Я ощущаю утрату, ее тупую боль, потому что во мне все это было, я верно уловила то место, где его ноги сходились с телом, мускулистую тень там, где рубашка задралась, развеваясь на ходу, мне это было так же приятно, как рассказывать самую старую сказку на свете, потому что изгиб, подобный изгибу ягодицы, — это чистое удовольствие; единственная вещь, которую также приятно рисовать — это изгиб конского крупа, и эта линия, как и у коня, теплая, надежная, она будет служить тебе верой и правдой, если ее не исказить, а линии рукавов собирались складками на его руках от плечей вниз и обратно, дальше шов, а потом край, подобный краю раковины, а вокруг талии — двойной шнур, чтоб прочно держалась одежда.
Мне нравится, как скручивают нить — две пряди вместе для прочности: мне нравились и веревки: помню, однажды на рынке продавали веревку повешенного, ее нарезали на куски, и люди покупали на удачи — чтобы не остаться в одиночестве.
Не быть повешенными, я имею в виду.
Ну — а я, я?
Я-то?

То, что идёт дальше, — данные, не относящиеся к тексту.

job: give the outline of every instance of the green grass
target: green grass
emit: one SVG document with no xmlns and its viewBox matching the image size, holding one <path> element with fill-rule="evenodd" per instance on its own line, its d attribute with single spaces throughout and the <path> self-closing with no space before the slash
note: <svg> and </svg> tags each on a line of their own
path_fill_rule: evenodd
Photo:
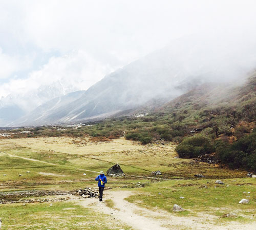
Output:
<svg viewBox="0 0 256 230">
<path fill-rule="evenodd" d="M 71 202 L 2 205 L 0 216 L 5 229 L 120 229 L 130 228 L 110 224 L 108 215 L 95 213 Z"/>
<path fill-rule="evenodd" d="M 175 214 L 178 215 L 197 215 L 203 212 L 221 216 L 227 213 L 234 212 L 240 216 L 236 219 L 249 220 L 253 214 L 256 205 L 255 178 L 230 179 L 223 181 L 225 185 L 217 185 L 215 180 L 212 179 L 155 183 L 150 187 L 139 189 L 141 193 L 129 197 L 127 200 L 150 208 L 159 208 L 170 213 L 173 213 L 173 207 L 175 204 L 187 210 Z M 244 194 L 244 191 L 250 193 Z M 185 199 L 181 199 L 181 196 Z M 239 201 L 243 198 L 249 199 L 249 203 L 239 204 Z"/>
</svg>

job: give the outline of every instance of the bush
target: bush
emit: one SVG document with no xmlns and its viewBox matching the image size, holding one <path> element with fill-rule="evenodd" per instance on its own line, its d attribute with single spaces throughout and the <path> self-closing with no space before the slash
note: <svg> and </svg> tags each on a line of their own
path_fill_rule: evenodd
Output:
<svg viewBox="0 0 256 230">
<path fill-rule="evenodd" d="M 180 157 L 194 158 L 209 154 L 215 148 L 211 140 L 201 135 L 197 135 L 184 139 L 176 149 Z"/>
<path fill-rule="evenodd" d="M 223 142 L 217 147 L 218 155 L 224 164 L 233 169 L 256 172 L 256 131 L 229 144 Z"/>
<path fill-rule="evenodd" d="M 129 132 L 126 134 L 125 139 L 126 140 L 139 141 L 143 145 L 151 143 L 153 139 L 152 136 L 146 132 L 141 133 Z"/>
</svg>

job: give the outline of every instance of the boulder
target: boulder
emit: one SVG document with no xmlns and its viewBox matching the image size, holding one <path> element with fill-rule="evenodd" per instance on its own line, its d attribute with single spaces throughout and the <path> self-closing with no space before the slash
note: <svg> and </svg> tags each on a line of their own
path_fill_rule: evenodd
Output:
<svg viewBox="0 0 256 230">
<path fill-rule="evenodd" d="M 106 174 L 109 176 L 122 176 L 125 175 L 118 164 L 110 168 L 106 171 Z"/>
<path fill-rule="evenodd" d="M 195 176 L 197 176 L 198 177 L 204 177 L 202 174 L 195 174 Z"/>
<path fill-rule="evenodd" d="M 174 204 L 173 208 L 174 212 L 183 212 L 185 210 L 181 208 L 180 206 L 179 206 L 178 204 Z"/>
<path fill-rule="evenodd" d="M 222 217 L 237 217 L 237 215 L 233 213 L 229 213 L 223 215 Z"/>
<path fill-rule="evenodd" d="M 246 199 L 242 199 L 242 200 L 241 200 L 239 201 L 239 203 L 249 203 L 249 200 L 247 200 Z"/>
<path fill-rule="evenodd" d="M 220 180 L 217 180 L 215 181 L 215 183 L 218 183 L 219 185 L 224 185 L 224 183 Z"/>
<path fill-rule="evenodd" d="M 252 175 L 253 175 L 252 173 L 250 172 L 247 173 L 247 176 L 249 176 L 250 177 L 251 177 L 252 176 Z"/>
<path fill-rule="evenodd" d="M 162 175 L 162 173 L 159 170 L 156 171 L 154 174 L 156 176 L 157 175 Z"/>
</svg>

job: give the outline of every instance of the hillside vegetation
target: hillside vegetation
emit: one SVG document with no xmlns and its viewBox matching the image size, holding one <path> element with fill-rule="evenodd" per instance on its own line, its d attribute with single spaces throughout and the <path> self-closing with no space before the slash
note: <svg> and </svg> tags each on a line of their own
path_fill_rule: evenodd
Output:
<svg viewBox="0 0 256 230">
<path fill-rule="evenodd" d="M 237 84 L 203 84 L 161 107 L 147 111 L 146 116 L 123 116 L 77 126 L 18 129 L 10 132 L 12 137 L 90 136 L 90 141 L 98 142 L 125 136 L 142 144 L 174 141 L 181 143 L 177 148 L 181 157 L 217 152 L 215 157 L 223 163 L 255 171 L 255 146 L 248 145 L 255 142 L 255 134 L 250 133 L 256 121 L 256 73 L 245 83 Z M 145 112 L 143 110 L 141 114 Z M 20 133 L 23 130 L 30 132 Z"/>
</svg>

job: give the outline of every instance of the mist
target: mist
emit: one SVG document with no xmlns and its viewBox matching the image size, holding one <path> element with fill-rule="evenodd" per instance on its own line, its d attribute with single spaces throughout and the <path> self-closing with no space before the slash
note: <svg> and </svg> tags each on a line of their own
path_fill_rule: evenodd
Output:
<svg viewBox="0 0 256 230">
<path fill-rule="evenodd" d="M 204 82 L 241 84 L 256 67 L 252 1 L 1 4 L 3 125 L 2 109 L 28 114 L 77 90 L 86 96 L 74 108 L 81 114 L 81 105 L 94 105 L 88 112 L 110 103 L 86 114 L 99 116 Z"/>
</svg>

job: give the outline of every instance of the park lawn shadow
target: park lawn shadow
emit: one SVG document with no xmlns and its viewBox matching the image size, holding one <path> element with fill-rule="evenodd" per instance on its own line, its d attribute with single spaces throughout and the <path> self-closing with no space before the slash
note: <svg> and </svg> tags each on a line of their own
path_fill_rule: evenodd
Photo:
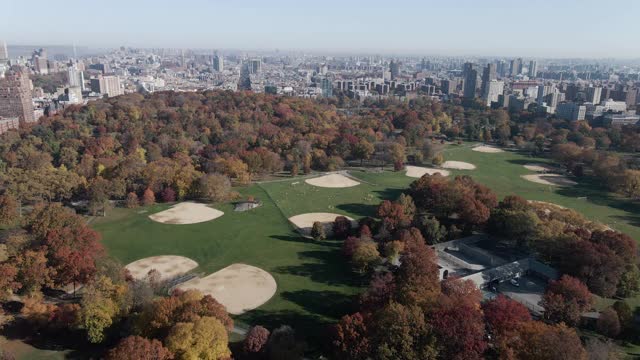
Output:
<svg viewBox="0 0 640 360">
<path fill-rule="evenodd" d="M 528 154 L 521 154 L 521 155 L 528 156 Z M 531 159 L 509 159 L 507 160 L 507 162 L 510 164 L 522 165 L 522 166 L 529 165 L 529 164 L 543 164 L 543 165 L 549 165 L 552 167 L 558 166 L 558 164 L 554 163 L 549 159 L 539 158 L 535 156 L 532 156 Z"/>
<path fill-rule="evenodd" d="M 305 310 L 327 318 L 340 319 L 346 314 L 357 311 L 358 296 L 337 291 L 298 290 L 286 291 L 282 297 Z"/>
<path fill-rule="evenodd" d="M 386 188 L 382 190 L 374 190 L 373 192 L 378 194 L 378 197 L 382 200 L 396 200 L 405 192 L 405 190 L 406 188 Z"/>
<path fill-rule="evenodd" d="M 366 216 L 375 216 L 376 211 L 378 209 L 378 205 L 372 204 L 340 204 L 336 205 L 336 209 L 340 209 L 342 211 L 348 212 L 349 214 L 353 214 L 355 216 L 366 217 Z"/>
<path fill-rule="evenodd" d="M 562 187 L 557 193 L 572 198 L 585 198 L 586 201 L 600 206 L 609 206 L 634 214 L 640 213 L 640 203 L 612 194 L 593 177 L 582 177 L 577 185 Z"/>
<path fill-rule="evenodd" d="M 298 257 L 302 261 L 301 264 L 279 266 L 273 271 L 307 277 L 314 282 L 331 286 L 361 287 L 365 283 L 351 270 L 340 249 L 303 251 Z"/>
</svg>

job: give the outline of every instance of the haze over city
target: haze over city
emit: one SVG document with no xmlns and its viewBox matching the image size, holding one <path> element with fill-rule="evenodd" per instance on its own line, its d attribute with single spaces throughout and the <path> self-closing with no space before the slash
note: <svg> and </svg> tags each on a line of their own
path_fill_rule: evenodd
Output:
<svg viewBox="0 0 640 360">
<path fill-rule="evenodd" d="M 639 4 L 0 3 L 0 360 L 640 359 Z"/>
<path fill-rule="evenodd" d="M 9 44 L 349 54 L 640 57 L 634 0 L 10 0 Z"/>
</svg>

Меня и в самом деле никогда не вешали? — ох.
Ох.
Правда же?
Не было такого, точно.
Но как же я тогда? Как все закончилось?
Не могу вспомнить конец, вообще никакой, не могу, никакой смерти не помню, нет…
Может, потому что…
Может ее… может, ее и не было?
Эй!
Не слышит.
Солнце вовсю било в желтизну листвы, я была ребенком, совсем крошкой, сидела на припеке на обломке камня, еще толком не научилась ходить, и тут что-то пролетело мимо меня, вращаясь, упало в лужу конской мочи; пены и пузырей в ней почти уже не было, но запах еще ощущался в углублении между старой дорогой и новой, которую он проложил во двор для телег, груженных камнем, — я имею в виду, мой отец.